岩田教授も、本人の認知症の兆候に周囲がいち早く気づき、本人に対し病への自覚を促してできる限りスムーズな引退につなげることの重要性を説く。

 本人への進言にあたっては、「トップが長年腹を割って話し合ってきたような人物で、直接利害関係のない先輩に当たる人がベスト」と言う。認知症になると猜疑心も強くなりがちで、かつ、一般に、高齢になるほど、自分を認めてくれて、自分が認めた相手の言うことしか聞く耳を持たなくなるとの理由からだ。もちろん家族でも構わないが、既に聞く耳を持っていないケースが多いという。

 また、岩田教授は引退勧告の仕方について、「いろいろ工夫を凝らしてみることも大切」と話す。岩田教授の親戚は、ある会社を興した人物で、80歳過ぎのころからかなりはっきりしたアルツハイマーの症状が出るようになっていた。そのときは息子が社長で、本人は会長を務めていた。会長職だから会議に来てある程度の発言もする。その際、せっかく決まりかけていたことを元に戻してしまうなどの弊害が生じてしまっており、社長である息子から岩田教授は相談を受けていた。

 どうすべきか対応を考えていたところ、景気の低迷により、会社は業績悪化でリストラせざるを得ない状況に陥っていた。ならばそれを使おうと思い立ち、岩田教授から本人に対し、「業績も悪くなったし、ここで会社は社員をリストラしなければいけない。ついては範を垂れてくださいませんか」と伝えた。

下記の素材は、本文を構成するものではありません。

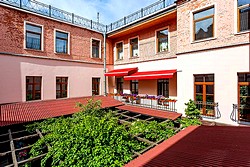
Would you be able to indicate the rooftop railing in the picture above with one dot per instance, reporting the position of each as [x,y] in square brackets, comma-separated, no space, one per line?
[50,11]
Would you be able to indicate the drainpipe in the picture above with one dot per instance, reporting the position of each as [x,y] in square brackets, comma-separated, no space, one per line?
[105,59]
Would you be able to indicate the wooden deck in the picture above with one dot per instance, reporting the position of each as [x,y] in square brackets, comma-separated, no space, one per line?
[151,112]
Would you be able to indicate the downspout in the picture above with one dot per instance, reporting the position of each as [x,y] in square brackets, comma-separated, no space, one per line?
[105,61]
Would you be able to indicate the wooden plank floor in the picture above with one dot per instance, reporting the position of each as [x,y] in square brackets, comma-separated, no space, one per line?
[151,112]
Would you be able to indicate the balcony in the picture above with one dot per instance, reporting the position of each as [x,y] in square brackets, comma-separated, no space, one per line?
[147,101]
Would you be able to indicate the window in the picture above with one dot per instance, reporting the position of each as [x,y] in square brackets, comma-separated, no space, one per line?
[134,51]
[96,48]
[119,51]
[162,40]
[244,96]
[163,87]
[95,86]
[204,24]
[243,15]
[61,87]
[61,42]
[204,93]
[33,88]
[33,37]
[119,85]
[134,87]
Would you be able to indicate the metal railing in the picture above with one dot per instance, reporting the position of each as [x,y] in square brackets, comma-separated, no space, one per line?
[50,11]
[212,109]
[143,12]
[155,103]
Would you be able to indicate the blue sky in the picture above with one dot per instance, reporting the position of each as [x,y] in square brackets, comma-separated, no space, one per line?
[110,10]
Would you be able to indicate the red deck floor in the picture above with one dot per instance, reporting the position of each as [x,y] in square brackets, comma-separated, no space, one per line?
[38,110]
[201,146]
[151,112]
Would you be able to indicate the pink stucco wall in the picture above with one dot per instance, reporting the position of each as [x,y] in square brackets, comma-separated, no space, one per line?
[14,70]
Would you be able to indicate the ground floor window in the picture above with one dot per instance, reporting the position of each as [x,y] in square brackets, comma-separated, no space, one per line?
[61,87]
[244,96]
[119,85]
[33,88]
[134,87]
[95,86]
[163,87]
[204,93]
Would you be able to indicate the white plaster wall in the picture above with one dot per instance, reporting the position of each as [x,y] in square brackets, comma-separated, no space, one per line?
[14,69]
[224,64]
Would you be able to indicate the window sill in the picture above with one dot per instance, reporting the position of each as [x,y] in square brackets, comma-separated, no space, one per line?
[28,49]
[242,32]
[203,40]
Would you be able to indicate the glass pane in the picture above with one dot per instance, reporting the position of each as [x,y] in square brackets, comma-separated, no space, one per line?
[204,13]
[243,2]
[209,78]
[33,41]
[198,78]
[199,88]
[210,89]
[204,29]
[61,46]
[244,18]
[61,35]
[33,28]
[210,98]
[29,79]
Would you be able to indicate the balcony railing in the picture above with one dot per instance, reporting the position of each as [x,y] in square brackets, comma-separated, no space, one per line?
[147,101]
[208,109]
[50,11]
[143,12]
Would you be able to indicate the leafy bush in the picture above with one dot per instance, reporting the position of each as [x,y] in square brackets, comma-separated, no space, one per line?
[191,111]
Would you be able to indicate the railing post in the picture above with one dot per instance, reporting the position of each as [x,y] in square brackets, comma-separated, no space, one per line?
[49,10]
[141,12]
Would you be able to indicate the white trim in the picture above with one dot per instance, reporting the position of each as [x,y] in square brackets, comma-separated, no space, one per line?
[24,33]
[129,46]
[115,51]
[68,49]
[100,47]
[163,28]
[192,40]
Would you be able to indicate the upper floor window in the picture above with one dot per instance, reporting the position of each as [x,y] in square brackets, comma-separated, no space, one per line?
[204,24]
[134,49]
[61,87]
[62,40]
[119,51]
[162,40]
[243,15]
[33,88]
[96,48]
[33,36]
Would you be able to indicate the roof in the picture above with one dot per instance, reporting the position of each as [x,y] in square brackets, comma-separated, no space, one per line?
[37,110]
[151,112]
[200,146]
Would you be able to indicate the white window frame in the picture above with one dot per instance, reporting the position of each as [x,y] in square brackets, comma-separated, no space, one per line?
[192,40]
[100,47]
[68,50]
[129,52]
[156,48]
[116,56]
[42,35]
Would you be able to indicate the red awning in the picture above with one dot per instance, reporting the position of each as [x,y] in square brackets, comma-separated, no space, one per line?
[162,74]
[121,72]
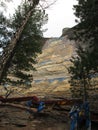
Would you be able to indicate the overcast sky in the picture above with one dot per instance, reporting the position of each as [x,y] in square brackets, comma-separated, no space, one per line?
[60,15]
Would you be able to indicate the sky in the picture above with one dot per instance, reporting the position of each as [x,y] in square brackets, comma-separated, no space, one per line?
[60,15]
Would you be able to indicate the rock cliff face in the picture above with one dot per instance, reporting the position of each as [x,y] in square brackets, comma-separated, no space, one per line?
[54,60]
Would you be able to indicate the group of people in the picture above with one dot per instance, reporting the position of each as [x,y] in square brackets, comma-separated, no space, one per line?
[35,102]
[80,117]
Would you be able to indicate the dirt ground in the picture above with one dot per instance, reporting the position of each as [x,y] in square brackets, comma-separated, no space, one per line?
[16,119]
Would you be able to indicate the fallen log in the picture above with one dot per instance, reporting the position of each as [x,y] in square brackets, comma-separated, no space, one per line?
[22,107]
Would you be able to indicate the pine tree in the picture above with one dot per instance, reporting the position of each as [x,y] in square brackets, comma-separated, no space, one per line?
[85,64]
[28,45]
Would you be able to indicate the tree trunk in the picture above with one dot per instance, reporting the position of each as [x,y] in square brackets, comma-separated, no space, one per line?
[9,50]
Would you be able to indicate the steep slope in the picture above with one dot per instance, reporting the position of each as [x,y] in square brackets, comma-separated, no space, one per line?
[54,60]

 本人にとっては、自分が作った会社だから、会社に対する愛着はあるし、会社の業績が悪化して危機になっていることも認識できる。そのため、大事な社員の首を切るということなら、「わかった」と言って辞めてくれたという。

発症する前から経営トップが心がけて置くべきこと

 認知症の経営者によるトラブルを避けるには、認知症を発症する前から経営トップが心がけて置くべきことも当然ある。岩田教授、今井院長ともども、それは「風通しのいい組織つくり」と口をそろえる。

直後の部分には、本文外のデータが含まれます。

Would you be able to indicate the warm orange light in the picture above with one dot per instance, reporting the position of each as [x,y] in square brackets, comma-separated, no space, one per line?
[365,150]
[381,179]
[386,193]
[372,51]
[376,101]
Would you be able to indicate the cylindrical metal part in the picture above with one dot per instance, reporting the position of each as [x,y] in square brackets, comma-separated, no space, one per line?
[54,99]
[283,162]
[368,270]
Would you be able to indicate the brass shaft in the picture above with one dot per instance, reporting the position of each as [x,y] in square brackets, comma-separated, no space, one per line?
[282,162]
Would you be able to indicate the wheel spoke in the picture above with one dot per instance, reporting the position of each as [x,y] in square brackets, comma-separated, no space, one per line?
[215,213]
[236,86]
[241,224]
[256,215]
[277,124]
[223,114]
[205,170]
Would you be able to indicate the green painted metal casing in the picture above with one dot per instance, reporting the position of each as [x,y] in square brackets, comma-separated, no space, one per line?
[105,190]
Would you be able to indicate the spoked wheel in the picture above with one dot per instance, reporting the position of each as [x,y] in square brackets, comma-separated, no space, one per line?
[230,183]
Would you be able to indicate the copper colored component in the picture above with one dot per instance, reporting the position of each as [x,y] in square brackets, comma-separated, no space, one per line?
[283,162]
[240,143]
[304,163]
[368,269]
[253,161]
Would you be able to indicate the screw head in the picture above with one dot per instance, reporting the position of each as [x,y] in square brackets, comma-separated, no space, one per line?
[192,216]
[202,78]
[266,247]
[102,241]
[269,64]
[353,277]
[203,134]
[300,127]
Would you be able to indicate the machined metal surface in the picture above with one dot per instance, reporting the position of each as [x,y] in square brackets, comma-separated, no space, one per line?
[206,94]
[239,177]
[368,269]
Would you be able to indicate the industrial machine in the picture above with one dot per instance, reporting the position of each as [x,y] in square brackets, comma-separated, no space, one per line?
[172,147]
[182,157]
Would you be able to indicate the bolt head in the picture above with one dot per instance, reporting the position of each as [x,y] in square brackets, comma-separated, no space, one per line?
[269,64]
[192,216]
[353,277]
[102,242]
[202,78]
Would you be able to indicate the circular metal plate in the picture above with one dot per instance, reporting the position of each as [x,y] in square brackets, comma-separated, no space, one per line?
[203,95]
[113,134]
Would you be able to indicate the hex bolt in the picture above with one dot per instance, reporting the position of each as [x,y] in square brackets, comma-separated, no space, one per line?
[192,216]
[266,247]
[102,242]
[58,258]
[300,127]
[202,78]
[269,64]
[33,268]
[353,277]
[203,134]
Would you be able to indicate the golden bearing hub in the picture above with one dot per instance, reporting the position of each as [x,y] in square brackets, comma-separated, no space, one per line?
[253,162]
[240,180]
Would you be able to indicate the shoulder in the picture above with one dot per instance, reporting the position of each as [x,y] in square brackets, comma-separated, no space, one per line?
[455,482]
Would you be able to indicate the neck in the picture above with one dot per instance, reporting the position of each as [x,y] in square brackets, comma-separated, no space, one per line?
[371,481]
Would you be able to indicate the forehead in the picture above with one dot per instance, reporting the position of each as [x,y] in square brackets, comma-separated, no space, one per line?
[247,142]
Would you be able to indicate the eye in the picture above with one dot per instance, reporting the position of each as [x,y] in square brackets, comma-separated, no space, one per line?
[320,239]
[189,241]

 周囲が認知症の兆候にいち早く気づいて、適切な診断につなげていくことが重要とはいえ、カリスマ性のあるワンマン経営者の場合、明らかな異変が見られたとしても、周囲はやはり言い出しにくい。もともと、ワンマン経営者の周囲にはイエスマンしかいないことが多いため、自己否定されることに慣れていない。ましてや、意見を言える人もいない。そこに加齢が加わり、暴走に歯止めがかからなくなれば、悲惨な末路が待ち受けるばかりだ。